Counter-terrorism officers are helping with the investigation, but Nottinghamshire Police’s Chief Constable Kate Meynell said they were keeping an open mind as to the motive.

“This does not mean that it is currently being treated as a terrorist attack,” Home Secretary Suella Braverman told parliament.

The BBC reported that the suspect was believed to be a migrant of West African origin with a history of mental health issues.

The incident has shocked the city, particularly the student community, with Nottingham home to two universities with more than 50,000 students.

The University of Nottingham students were attacked as they returned home from a post-exam party, the Times reported.
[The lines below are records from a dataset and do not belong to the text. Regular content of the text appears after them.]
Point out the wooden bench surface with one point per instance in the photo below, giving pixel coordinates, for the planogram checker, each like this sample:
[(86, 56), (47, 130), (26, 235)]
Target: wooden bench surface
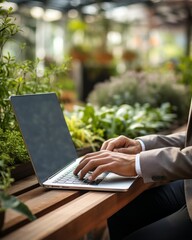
[(62, 214)]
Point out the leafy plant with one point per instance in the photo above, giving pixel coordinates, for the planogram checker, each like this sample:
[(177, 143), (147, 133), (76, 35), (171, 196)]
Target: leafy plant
[(10, 201), (109, 122), (150, 87)]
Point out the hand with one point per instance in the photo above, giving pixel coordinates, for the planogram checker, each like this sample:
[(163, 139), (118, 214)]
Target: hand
[(122, 144), (106, 161)]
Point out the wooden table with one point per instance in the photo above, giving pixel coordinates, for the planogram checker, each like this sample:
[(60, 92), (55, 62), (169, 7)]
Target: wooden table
[(63, 214)]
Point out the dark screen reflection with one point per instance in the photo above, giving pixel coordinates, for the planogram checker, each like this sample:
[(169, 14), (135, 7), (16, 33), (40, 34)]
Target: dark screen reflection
[(45, 132)]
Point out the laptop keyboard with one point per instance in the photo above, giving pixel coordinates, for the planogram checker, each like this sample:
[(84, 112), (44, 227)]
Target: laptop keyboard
[(69, 178)]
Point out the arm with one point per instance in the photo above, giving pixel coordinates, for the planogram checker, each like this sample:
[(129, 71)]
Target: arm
[(159, 141), (166, 164)]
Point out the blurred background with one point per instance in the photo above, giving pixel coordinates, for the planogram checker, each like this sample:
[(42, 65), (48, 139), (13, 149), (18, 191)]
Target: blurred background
[(117, 48)]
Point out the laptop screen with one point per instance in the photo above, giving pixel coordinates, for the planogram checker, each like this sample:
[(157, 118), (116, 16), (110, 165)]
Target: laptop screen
[(45, 132)]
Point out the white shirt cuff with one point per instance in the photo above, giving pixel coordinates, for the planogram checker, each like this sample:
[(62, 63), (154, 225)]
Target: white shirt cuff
[(138, 165)]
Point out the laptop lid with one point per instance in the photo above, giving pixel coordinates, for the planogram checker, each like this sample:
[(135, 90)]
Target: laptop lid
[(45, 133)]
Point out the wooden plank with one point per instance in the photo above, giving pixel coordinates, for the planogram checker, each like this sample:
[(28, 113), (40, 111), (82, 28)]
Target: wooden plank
[(23, 185), (40, 201), (76, 218)]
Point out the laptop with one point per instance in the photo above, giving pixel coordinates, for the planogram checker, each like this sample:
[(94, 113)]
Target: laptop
[(50, 146)]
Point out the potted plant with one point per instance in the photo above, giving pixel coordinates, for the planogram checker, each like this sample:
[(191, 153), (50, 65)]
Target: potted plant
[(10, 201)]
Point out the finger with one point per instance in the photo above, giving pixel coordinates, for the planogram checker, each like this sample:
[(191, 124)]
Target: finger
[(88, 157), (99, 170), (80, 166), (129, 150), (105, 144), (92, 165)]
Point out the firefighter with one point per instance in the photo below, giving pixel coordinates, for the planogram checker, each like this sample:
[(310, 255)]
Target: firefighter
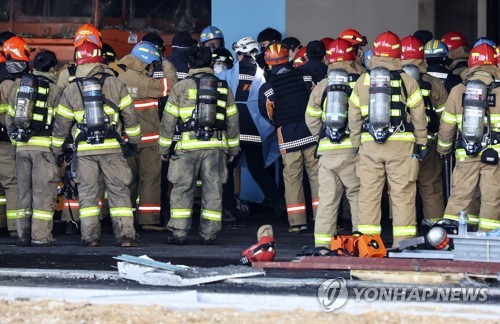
[(138, 72), (10, 230), (357, 41), (434, 95), (293, 45), (166, 69), (283, 100), (109, 57), (29, 123), (266, 37), (326, 118), (222, 60), (315, 52), (17, 53), (436, 56), (423, 35), (85, 32), (473, 110), (71, 207), (178, 57), (245, 80), (100, 106), (458, 51), (388, 124), (209, 139), (212, 38), (300, 58)]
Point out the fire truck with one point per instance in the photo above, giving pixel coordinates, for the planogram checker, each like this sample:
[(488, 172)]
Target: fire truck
[(51, 24)]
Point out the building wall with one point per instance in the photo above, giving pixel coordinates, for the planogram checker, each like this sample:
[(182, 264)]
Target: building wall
[(314, 19)]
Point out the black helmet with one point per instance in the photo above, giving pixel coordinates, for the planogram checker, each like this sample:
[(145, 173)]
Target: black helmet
[(154, 39), (108, 53)]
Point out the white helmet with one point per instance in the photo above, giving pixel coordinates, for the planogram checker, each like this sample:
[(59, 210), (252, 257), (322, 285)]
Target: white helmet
[(246, 45)]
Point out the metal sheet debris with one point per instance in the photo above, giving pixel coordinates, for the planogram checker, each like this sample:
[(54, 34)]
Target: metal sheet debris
[(156, 275)]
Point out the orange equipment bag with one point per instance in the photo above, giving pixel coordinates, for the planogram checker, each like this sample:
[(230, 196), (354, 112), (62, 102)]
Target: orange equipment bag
[(343, 244), (358, 244), (370, 246)]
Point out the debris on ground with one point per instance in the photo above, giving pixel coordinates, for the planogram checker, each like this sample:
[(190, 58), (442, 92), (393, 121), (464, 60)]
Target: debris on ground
[(147, 271)]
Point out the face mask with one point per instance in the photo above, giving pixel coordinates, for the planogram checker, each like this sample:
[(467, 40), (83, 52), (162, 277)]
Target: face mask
[(16, 67), (218, 68), (212, 47)]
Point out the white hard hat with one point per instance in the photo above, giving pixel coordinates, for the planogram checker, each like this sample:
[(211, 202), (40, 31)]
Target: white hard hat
[(246, 45)]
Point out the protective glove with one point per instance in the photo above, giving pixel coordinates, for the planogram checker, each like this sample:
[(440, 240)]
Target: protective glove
[(129, 150), (59, 159), (421, 151), (445, 156)]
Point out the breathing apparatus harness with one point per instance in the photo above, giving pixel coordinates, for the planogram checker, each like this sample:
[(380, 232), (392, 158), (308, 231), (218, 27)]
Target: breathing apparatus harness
[(203, 121)]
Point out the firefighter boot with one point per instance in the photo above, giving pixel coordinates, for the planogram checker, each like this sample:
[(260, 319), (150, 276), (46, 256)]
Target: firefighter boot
[(23, 225), (91, 231)]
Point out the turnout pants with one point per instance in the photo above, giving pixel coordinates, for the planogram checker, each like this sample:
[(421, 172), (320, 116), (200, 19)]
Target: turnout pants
[(294, 164), (114, 170), (391, 160), (184, 170), (145, 189), (9, 182), (337, 172), (430, 185), (3, 210), (467, 176), (38, 176), (71, 208)]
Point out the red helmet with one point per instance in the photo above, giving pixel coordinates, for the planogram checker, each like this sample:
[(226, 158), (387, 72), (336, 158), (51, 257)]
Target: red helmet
[(387, 44), (340, 50), (353, 37), (300, 57), (88, 53), (454, 40), (411, 48), (263, 251), (88, 33), (482, 54), (16, 48), (326, 41), (276, 53)]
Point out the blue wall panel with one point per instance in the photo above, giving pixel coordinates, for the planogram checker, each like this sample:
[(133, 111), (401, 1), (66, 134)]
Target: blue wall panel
[(238, 18)]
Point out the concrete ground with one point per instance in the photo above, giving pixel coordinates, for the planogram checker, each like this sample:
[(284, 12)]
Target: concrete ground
[(70, 282)]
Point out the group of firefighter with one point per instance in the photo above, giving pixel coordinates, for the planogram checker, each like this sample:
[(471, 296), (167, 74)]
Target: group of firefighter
[(360, 123)]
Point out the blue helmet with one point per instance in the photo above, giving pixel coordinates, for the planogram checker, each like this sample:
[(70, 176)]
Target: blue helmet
[(484, 40), (146, 52), (209, 33), (367, 58), (435, 48)]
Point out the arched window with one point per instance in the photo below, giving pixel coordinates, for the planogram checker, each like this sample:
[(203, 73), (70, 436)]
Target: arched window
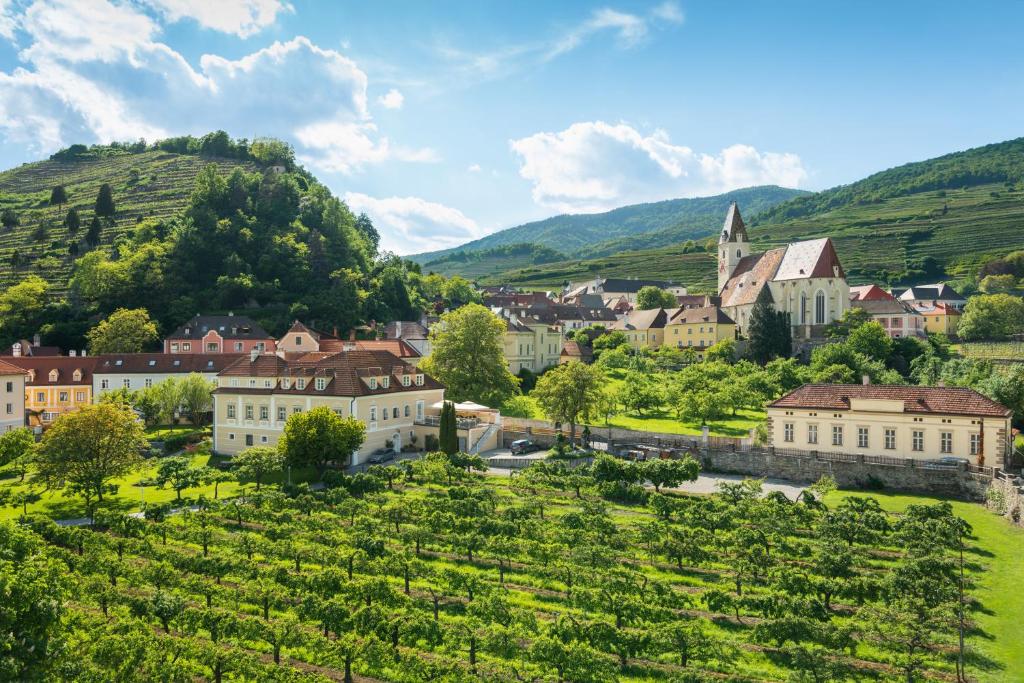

One of the teenage victims, Grace Kumar, had played hockey for England’s Under 18 team, and the other, Barnaby Webber, was said to be a keen cricket player.

Webber’s parents said their son was “a beautiful, brilliant, bright young man, with everything in life to look forward to.”

“Complete devastation is not enough to describe our pain and loss at the senseless murder of our son,” they said in a statement released to the media.

The final victim was named as Ian Coates, a school site manager.

“Ian was a much-loved colleague who always went the extra mile for the benefit of our children and will be greatly missed,” said Ross Middleton, the Executive Headteacher of Huntingdon Academy and Warren Academy.